The truth comes to her in brief, devastating flashbacks; in between, Arabella tries to go on living her easy, breezy life unaffected. Spoiler alert: It doesn't work. She takes solace in her friends, especially Kwame (Paapa Essiedu), a gay fitness instructor who's linked to Arabella by their shared history of sexual trauma, and in her work, where she's able to find some measure of control in writing about her experiences. It should be said that Michaela Coel, the award-winning actor who wrote and stars as Arabella in I May Destroy You, has been open about the fact that in 2016 she took a break from work to go to a bar with a friend, then woke up hours later at the office, unsure how she'd gotten there and what had happened. Later she pieced together that her drink had been spiked, and she'd been sexually assaulted. Does this give I May Destroy You a meta depth and power? It sure does. Is it simultaneously devastating and beautiful? It sure is. Should you watch? Yes.

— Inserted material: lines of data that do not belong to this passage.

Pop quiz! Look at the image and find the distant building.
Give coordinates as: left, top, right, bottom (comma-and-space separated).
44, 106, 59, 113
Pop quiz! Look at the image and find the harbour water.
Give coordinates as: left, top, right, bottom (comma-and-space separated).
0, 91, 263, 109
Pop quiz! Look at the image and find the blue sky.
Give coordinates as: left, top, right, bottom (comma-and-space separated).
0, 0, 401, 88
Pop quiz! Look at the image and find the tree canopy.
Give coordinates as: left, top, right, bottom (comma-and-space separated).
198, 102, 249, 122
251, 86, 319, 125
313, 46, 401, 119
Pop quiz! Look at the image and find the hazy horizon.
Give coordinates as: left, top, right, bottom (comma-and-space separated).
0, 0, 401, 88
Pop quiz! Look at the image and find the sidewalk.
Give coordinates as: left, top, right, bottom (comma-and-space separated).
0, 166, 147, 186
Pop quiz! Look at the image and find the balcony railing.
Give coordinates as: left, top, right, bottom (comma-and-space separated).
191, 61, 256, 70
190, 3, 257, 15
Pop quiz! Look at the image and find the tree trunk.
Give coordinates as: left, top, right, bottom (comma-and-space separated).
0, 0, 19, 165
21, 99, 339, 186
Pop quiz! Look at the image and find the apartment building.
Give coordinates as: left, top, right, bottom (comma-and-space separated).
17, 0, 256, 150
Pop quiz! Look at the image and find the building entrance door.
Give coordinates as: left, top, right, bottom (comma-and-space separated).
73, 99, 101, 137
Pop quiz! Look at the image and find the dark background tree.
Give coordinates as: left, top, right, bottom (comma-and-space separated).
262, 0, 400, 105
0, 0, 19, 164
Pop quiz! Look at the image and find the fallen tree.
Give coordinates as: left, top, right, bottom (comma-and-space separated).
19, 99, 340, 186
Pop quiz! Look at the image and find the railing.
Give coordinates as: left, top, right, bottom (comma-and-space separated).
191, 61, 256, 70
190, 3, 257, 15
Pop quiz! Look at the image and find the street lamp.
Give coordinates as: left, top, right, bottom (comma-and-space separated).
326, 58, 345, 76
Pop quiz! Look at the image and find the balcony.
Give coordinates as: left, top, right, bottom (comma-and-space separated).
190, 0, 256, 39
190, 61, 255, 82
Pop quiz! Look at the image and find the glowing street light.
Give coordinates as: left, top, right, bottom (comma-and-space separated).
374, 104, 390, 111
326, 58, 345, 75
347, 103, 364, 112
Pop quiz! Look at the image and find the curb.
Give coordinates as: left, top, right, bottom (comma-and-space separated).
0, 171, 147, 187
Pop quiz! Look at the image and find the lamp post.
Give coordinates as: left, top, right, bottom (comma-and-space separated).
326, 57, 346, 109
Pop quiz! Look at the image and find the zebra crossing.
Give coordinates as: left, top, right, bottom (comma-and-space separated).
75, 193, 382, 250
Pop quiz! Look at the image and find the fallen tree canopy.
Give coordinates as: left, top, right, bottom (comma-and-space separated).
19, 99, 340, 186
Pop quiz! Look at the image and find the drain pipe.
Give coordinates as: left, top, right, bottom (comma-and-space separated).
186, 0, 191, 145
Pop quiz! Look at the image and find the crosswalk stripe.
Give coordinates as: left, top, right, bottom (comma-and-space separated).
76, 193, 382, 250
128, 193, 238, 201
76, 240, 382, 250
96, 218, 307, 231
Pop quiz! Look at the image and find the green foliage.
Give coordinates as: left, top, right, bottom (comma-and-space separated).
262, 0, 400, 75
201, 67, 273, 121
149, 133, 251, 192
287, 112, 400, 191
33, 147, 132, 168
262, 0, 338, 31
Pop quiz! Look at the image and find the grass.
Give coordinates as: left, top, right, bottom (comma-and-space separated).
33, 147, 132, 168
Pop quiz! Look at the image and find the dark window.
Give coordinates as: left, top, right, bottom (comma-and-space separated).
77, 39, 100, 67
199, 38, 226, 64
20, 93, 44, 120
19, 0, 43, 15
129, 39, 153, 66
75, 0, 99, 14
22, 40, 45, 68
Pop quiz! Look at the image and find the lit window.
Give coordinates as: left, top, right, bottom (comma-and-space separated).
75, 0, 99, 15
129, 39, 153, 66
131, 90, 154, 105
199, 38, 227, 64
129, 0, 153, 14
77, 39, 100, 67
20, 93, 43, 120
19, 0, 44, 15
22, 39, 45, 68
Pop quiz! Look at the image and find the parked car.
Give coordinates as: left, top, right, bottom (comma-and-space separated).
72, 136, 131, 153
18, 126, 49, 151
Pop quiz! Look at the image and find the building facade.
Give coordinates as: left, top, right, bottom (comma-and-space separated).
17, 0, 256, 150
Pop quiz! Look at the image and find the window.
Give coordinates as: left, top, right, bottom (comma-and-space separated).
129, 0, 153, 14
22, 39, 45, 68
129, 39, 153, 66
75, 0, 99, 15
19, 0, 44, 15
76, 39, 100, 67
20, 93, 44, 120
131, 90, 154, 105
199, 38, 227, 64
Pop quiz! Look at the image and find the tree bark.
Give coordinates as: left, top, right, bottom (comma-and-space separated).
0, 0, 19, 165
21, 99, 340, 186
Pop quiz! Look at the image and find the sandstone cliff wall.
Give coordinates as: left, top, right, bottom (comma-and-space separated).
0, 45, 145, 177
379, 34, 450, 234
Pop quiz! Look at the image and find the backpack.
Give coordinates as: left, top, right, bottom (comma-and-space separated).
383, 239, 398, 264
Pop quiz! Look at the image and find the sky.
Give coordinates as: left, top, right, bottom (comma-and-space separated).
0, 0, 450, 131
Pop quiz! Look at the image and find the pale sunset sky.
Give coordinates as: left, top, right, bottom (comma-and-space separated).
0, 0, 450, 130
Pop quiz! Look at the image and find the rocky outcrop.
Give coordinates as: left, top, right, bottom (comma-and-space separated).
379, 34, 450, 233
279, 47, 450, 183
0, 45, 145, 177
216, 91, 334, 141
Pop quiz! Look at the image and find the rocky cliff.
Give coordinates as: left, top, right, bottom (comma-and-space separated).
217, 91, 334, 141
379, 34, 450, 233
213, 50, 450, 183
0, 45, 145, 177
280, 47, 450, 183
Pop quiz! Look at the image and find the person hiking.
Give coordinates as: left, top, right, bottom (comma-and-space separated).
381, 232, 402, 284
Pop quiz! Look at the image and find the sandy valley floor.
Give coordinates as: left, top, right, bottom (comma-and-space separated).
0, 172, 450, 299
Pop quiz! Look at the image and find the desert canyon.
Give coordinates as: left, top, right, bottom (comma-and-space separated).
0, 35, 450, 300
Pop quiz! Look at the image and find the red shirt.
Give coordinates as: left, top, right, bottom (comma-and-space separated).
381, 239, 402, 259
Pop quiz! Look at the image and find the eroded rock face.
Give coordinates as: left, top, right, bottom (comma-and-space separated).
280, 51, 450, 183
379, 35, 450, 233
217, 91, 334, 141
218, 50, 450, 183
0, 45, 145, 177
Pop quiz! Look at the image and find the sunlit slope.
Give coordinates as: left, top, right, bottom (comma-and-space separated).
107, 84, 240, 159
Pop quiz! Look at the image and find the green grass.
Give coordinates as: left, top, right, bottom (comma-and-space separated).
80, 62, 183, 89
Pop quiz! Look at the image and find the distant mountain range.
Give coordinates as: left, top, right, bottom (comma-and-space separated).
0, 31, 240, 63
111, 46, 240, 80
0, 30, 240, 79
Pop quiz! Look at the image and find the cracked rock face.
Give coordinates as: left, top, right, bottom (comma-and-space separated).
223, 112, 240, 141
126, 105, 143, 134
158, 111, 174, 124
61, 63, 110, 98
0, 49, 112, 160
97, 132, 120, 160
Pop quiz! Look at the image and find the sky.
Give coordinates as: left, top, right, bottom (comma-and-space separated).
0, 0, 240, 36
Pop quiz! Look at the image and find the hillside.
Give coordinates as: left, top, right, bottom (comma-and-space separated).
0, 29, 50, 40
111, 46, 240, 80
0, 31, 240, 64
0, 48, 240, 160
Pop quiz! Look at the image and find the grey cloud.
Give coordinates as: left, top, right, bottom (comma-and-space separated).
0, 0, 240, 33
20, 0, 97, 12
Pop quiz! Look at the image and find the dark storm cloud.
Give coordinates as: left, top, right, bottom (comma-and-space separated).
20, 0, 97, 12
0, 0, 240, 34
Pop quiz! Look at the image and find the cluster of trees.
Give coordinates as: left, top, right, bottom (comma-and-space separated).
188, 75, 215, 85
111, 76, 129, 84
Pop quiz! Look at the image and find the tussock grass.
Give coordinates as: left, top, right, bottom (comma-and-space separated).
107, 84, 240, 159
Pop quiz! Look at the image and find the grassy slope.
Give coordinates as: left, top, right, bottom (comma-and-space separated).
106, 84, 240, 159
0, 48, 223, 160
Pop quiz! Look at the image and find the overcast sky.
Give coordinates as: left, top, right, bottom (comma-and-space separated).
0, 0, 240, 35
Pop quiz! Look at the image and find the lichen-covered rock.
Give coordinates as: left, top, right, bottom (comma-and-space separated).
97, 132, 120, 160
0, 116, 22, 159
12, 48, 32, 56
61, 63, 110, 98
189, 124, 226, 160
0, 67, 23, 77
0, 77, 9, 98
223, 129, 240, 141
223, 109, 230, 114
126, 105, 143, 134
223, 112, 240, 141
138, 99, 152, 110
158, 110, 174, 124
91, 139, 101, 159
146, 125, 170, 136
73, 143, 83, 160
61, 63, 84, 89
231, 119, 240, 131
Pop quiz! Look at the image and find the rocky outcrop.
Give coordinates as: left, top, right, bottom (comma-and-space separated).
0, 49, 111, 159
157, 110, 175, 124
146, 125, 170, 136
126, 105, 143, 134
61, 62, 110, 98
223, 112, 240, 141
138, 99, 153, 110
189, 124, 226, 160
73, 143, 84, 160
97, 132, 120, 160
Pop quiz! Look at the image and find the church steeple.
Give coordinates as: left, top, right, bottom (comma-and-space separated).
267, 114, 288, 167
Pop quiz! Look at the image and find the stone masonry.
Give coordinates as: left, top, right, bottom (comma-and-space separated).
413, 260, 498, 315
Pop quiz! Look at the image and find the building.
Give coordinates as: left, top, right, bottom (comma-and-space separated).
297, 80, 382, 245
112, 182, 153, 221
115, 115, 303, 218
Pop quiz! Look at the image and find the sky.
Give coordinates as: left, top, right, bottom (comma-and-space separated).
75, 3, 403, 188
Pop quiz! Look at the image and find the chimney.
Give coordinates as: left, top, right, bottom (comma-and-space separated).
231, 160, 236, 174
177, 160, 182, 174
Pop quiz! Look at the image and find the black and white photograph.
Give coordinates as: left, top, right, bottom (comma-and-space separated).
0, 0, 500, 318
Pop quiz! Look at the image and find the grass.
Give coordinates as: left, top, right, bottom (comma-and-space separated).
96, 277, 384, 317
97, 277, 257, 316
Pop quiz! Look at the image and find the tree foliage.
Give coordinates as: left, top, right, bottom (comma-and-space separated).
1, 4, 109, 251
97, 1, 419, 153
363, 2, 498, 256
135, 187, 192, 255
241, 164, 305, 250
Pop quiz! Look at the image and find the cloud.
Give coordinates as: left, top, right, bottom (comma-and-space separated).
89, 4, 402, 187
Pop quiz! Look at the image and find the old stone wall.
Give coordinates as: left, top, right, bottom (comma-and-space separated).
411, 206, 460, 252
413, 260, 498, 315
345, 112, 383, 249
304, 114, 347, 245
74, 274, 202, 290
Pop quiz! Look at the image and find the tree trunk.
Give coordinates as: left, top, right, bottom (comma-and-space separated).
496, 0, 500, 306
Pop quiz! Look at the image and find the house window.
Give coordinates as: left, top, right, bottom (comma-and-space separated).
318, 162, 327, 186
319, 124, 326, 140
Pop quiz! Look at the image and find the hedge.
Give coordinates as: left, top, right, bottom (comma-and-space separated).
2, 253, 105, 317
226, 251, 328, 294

Talk to your kids about ...
Families can talk about movies and TV shows that are based on true stories. Which can you name? How do they tell their stories of victims and victimizers? Are there any aspects of these narratives that are exploitative, sensationalizing crime rather than telling stories sympathetically? Is I May Destroy You an example of a sympathetic or exploitative story? What's the difference?
Rape is a common plot point in dramas. Why? Think of some TV shows or movies where a rape takes place. What was the point of the rape in the show? To ramp up drama? To motivate a character to do something? To increase sympathy for the victim? Another reason? What is the reason sexual assault is depicted in I May Destroy You?